The Backyard Egg Farmer

Backyard chicken rancher Trathen Heckman. (photos by Chris Hardy)

Trathen Heckman has turned his 6,200-square-foot lot in suburban Petaluma into an educational model for how to grow your own food. The bounty ranges from 500 to 1,000 pounds a year, and he uses less water than a lawn would take.

Heckman’s small flock of backyard chickens, housed in a recycled chicken coop and automatically watered by a rainwater catchment system, plays an integral role by supplying fertilizer, pest control, soil aeration and eggs to the plot.

“The chickens eat bugs and worms in the garden, and they make manure that we use to make compost,” he said. “We compost our food waste, but it’s better to feed it to our chickens, because we get high-quality protein in return.”

Heckman is the founder and executive director of Daily Acts in Petaluma (dailyacts.org), a nonprofit that promotes sustainability by planting edible landscapes aimed at nurturing practical skills and community resilience. The organization offers all kinds of workshops and educational events, including a Backyard Feather Revolution Tour of various local chicken coops. The tours are an ideal way for potential backyard chicken owners to learn how to get started.

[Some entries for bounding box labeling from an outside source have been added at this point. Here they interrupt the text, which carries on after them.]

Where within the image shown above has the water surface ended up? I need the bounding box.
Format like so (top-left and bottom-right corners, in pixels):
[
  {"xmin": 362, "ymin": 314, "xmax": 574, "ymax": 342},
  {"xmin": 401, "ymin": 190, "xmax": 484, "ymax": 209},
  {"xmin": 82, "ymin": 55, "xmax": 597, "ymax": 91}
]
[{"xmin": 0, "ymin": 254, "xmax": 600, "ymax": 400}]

“We show the power of having a landscape that uses 80 percent less resources, grows food and makes protein,” he said. “We look at how it all fits together: the chickens and bees, the plants and soil, the graywater and rainwater, and the human stewards.”

After moving to his west Petaluma neighborhood in 2007, Heckman set about adding beehives and several rainwater catchment systems, along with a simple chicken coop he inherited from the Post Carbon Institute, a Santa Rosa-based nonprofit dedicated to environmental sustainability.

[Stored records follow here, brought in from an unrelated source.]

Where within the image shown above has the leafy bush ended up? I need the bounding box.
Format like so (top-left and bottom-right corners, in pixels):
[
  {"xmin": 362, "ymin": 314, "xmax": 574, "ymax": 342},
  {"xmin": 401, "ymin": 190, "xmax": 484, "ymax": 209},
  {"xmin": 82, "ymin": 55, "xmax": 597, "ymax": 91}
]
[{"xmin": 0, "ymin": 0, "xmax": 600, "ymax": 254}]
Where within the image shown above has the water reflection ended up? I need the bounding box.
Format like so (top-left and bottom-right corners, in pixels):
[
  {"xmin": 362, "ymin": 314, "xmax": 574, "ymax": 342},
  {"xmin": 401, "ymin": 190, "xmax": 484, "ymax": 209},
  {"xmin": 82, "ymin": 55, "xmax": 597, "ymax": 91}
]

“We built the fence and the gate,” he said of the chicken enclosure. “Then we installed the rainwater system (to automatically provide water for the chickens).”

In addition to fresh eggs, the chickens offer an infinite source of entertainment for his 3-year-old daughter, Ella, and her friends.

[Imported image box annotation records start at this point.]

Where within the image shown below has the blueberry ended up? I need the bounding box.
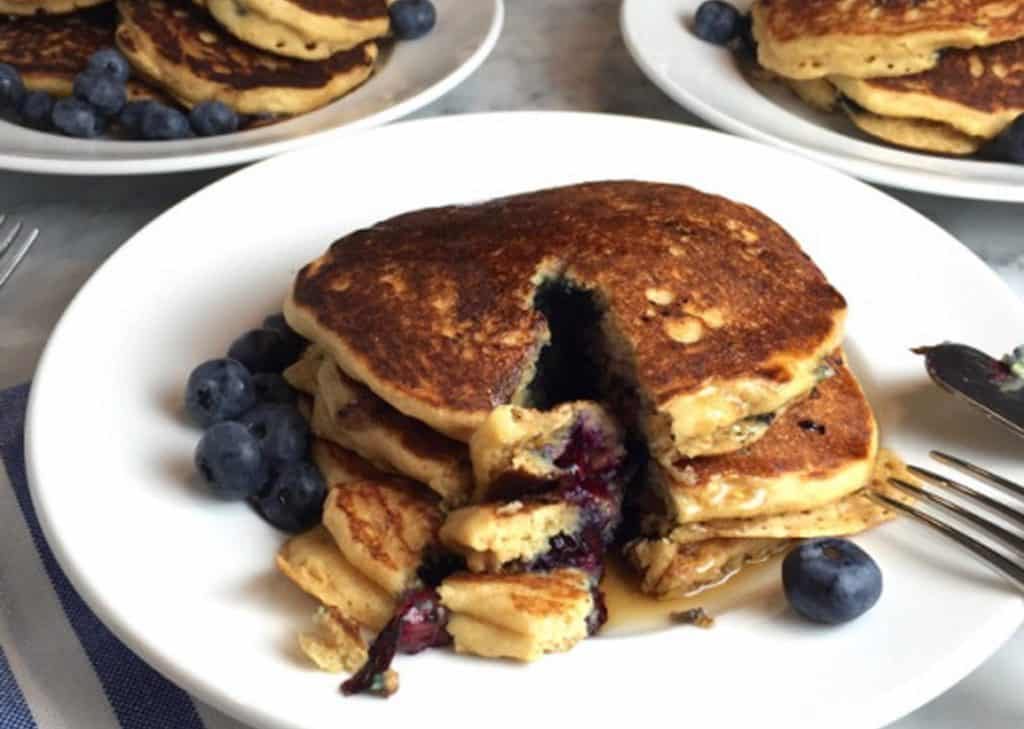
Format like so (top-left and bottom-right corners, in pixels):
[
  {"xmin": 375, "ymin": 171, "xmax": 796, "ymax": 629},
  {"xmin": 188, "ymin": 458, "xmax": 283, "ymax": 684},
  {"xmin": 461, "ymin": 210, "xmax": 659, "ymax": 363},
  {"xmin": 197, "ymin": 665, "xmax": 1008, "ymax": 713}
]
[
  {"xmin": 86, "ymin": 48, "xmax": 131, "ymax": 84},
  {"xmin": 253, "ymin": 372, "xmax": 295, "ymax": 405},
  {"xmin": 388, "ymin": 0, "xmax": 437, "ymax": 41},
  {"xmin": 0, "ymin": 63, "xmax": 25, "ymax": 109},
  {"xmin": 196, "ymin": 422, "xmax": 270, "ymax": 499},
  {"xmin": 188, "ymin": 101, "xmax": 239, "ymax": 136},
  {"xmin": 118, "ymin": 100, "xmax": 157, "ymax": 139},
  {"xmin": 17, "ymin": 91, "xmax": 53, "ymax": 129},
  {"xmin": 141, "ymin": 102, "xmax": 191, "ymax": 139},
  {"xmin": 185, "ymin": 358, "xmax": 256, "ymax": 428},
  {"xmin": 782, "ymin": 538, "xmax": 882, "ymax": 625},
  {"xmin": 693, "ymin": 0, "xmax": 742, "ymax": 45},
  {"xmin": 227, "ymin": 329, "xmax": 302, "ymax": 373},
  {"xmin": 239, "ymin": 402, "xmax": 309, "ymax": 467},
  {"xmin": 51, "ymin": 96, "xmax": 106, "ymax": 138},
  {"xmin": 994, "ymin": 114, "xmax": 1024, "ymax": 165},
  {"xmin": 75, "ymin": 71, "xmax": 128, "ymax": 117},
  {"xmin": 256, "ymin": 461, "xmax": 327, "ymax": 533}
]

“They provide eggs for Easter egg hunts,” he said. “She goes out and gets the eggs, and the kids try to pick the chickens up and pet them.”

When they’re not making their own mayonnaise or digging into an egg dish with hot sauce, Heckman and his wife, Mary, share their backyard eggs with their neighbors, in order to get them excited about raising their own chickens.
“They are so low-maintenance,” he said. “It’s super easy.”